Subjects and methods: A descriptive case-reference study was conducted in one PHC in a middle-sized city. Participants were 49 patients with confirmed HF, 59 patients with symptoms similar to HF (NHF) and 40 people in a reference group. After informed consent data were collected by structured interviews using the Geriatric Depression Scale and the Multidimensional Fatigue Inventory-20. Odds ratios for the outcomes HF vs. NHF, HF vs. reference group, and NHF vs. reference group were calculated.
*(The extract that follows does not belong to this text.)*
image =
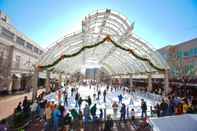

Results: The HF and NHF groups had similar degrees of depression which were significantly higher than for the reference group. This difference between the groups did not remain significant when adjusting for physical fatigue. More patients in the NHF than in the HF group were living alone and there were more women in the NHF than in the reference group.
Conclusions: Prevalence of depression and degrees of fatigue were higher among elderly from a PHC who experienced HF symptoms, independent of objectively measured heart function, compared with elderly without such symptoms. When comparing degrees of depression between the three groups and adjusting for fatigue, the physical dimension of fatigue was of greater importance in explaining group differences.